The title Entropvisions is in homage to my mother, the poet and art critic, Harriet Zinnes. In 1990 New Directions published a collection of her poems titled Entropisms, a word she made-up combining entropy - the tendency toward disorder - and tropism - the growth towards or away from a stimulus. Similarly, my short reviews combine entropy and tropism by suggesting growth towards a vision of art from the chaos of the art world. Through the back door, my title also pays homage to my physicist father, Irving Zinnes, whose long discussions with my mom got her thinking about entropy and tropism in the first place.
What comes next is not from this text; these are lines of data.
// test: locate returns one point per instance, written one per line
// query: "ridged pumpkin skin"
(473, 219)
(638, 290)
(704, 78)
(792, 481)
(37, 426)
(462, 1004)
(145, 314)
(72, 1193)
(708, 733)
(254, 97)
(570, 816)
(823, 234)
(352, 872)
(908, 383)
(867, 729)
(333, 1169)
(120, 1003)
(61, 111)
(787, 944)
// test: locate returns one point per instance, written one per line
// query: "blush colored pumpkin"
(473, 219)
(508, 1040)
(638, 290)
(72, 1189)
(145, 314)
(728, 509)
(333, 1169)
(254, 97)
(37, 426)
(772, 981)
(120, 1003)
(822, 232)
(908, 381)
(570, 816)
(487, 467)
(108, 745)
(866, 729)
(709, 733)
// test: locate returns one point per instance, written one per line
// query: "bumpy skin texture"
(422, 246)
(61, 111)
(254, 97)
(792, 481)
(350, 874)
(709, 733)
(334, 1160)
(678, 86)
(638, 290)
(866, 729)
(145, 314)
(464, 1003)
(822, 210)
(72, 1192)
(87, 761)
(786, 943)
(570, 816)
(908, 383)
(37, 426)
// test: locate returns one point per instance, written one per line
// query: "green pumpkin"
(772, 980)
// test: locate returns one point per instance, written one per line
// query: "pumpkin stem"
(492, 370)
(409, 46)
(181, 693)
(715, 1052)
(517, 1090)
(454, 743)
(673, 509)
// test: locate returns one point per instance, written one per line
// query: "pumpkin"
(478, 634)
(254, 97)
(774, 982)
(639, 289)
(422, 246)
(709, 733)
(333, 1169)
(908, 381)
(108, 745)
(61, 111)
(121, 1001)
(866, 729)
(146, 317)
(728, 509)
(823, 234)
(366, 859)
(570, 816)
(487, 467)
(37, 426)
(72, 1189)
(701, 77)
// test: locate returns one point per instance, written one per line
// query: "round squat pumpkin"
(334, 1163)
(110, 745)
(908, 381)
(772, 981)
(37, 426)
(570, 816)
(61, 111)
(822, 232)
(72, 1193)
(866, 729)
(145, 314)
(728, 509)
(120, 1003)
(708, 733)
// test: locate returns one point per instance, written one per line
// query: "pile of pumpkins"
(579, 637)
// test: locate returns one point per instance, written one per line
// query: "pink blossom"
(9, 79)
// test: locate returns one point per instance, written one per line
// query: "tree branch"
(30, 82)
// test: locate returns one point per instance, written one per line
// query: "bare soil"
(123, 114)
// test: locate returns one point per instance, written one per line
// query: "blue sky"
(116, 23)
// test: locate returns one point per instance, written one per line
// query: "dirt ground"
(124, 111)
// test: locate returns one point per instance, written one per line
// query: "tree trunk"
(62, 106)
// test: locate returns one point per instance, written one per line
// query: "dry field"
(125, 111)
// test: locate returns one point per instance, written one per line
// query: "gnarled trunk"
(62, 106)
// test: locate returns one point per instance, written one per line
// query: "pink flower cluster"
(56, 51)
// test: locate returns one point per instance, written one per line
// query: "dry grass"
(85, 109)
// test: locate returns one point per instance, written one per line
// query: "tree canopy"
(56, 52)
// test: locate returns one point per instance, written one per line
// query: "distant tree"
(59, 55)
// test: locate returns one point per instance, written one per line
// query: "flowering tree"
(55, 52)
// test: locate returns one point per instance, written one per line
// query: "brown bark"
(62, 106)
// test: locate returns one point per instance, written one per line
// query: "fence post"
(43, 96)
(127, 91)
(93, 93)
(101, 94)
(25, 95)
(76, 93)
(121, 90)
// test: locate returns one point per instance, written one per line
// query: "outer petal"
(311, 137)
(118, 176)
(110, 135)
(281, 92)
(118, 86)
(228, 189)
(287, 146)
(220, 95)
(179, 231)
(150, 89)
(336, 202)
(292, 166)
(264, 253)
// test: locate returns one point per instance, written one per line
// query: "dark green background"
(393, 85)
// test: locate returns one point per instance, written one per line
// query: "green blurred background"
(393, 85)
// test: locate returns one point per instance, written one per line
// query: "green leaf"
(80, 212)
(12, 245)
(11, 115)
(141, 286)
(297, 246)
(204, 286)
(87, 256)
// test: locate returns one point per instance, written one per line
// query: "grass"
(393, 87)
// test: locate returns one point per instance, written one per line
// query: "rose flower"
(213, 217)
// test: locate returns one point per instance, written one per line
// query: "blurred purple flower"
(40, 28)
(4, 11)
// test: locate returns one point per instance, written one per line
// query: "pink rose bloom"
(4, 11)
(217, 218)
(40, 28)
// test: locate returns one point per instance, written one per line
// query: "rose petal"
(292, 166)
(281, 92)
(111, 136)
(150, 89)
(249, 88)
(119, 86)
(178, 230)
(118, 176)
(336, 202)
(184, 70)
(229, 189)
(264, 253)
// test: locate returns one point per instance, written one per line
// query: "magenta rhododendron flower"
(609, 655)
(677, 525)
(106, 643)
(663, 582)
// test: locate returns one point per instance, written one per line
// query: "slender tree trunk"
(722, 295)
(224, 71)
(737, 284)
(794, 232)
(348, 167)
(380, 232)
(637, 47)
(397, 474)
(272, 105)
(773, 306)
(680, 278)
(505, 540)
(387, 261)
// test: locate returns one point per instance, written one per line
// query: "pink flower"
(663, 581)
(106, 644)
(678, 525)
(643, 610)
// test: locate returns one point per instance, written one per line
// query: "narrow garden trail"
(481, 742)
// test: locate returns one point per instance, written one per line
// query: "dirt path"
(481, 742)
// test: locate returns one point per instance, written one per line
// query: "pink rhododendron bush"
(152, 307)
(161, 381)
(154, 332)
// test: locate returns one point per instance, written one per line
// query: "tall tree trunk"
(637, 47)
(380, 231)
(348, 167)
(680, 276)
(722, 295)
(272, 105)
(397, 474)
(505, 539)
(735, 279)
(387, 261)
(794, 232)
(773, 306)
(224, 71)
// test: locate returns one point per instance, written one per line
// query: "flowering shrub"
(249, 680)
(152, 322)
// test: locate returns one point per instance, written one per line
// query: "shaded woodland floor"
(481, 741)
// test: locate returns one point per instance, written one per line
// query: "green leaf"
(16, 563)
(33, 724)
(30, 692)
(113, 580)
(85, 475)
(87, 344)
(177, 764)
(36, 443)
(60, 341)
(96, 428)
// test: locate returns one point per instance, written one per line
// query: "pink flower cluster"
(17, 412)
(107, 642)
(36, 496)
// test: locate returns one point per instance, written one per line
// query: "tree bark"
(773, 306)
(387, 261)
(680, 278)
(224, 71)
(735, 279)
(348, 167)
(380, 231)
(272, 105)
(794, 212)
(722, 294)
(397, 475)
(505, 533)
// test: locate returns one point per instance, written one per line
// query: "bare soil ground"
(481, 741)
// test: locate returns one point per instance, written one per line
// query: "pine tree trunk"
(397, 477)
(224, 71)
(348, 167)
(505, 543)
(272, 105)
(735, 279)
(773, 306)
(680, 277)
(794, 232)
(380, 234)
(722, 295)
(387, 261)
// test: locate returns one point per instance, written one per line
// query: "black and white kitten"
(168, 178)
Mary Flinn at Equity Gallery
2024.4.20
A visit to Mary Flinn’s exhibition, on view at Equity Gallery through May 4, is a visit to a magical world of adult fairies and ethereally unnameable stories of grace, love and generosity. Immersed in the glowing color of the gods, nymph-like figures, sometimes of substance but often ephemeral, live in a state of becoming, suggestions of the tiny miracles of nature that hide between the blades of grass below our feet or the leaves above. With subtle references to classical archetypes, Mary blends the ancient spiritual traditions of Hinduism, Middle-Eastern mythologies, and early Christianity with her own contemporary responses to an inner life to create glorious paintings of the rhythms of nature, and the colors of dreams. Even the painting frames partake in this cultural symbolism and flow of light, as some frames are made with an embossing technique modeled after the Indian Mysore style of painting, a technique that involves creating raised buttons out of a gesso-type paste and then coating the surfaces with gold leaf. With other paintings, wooden frames, such as those around the triptychs, both separate and unify the panels, much as Christian altar supports do. But not only do the frames make these oil paintings multi-media, as glitter and delicate lace are sometimes embedded in their surfaces, enhancing the already shimmering color that is part of their undulation of air, light, being and non-being. These are instinctively-made paintings, where allusive forms seem to emerge from the unconscious connection to another world, a world more real than reality, a world of the creative passions of the imagination.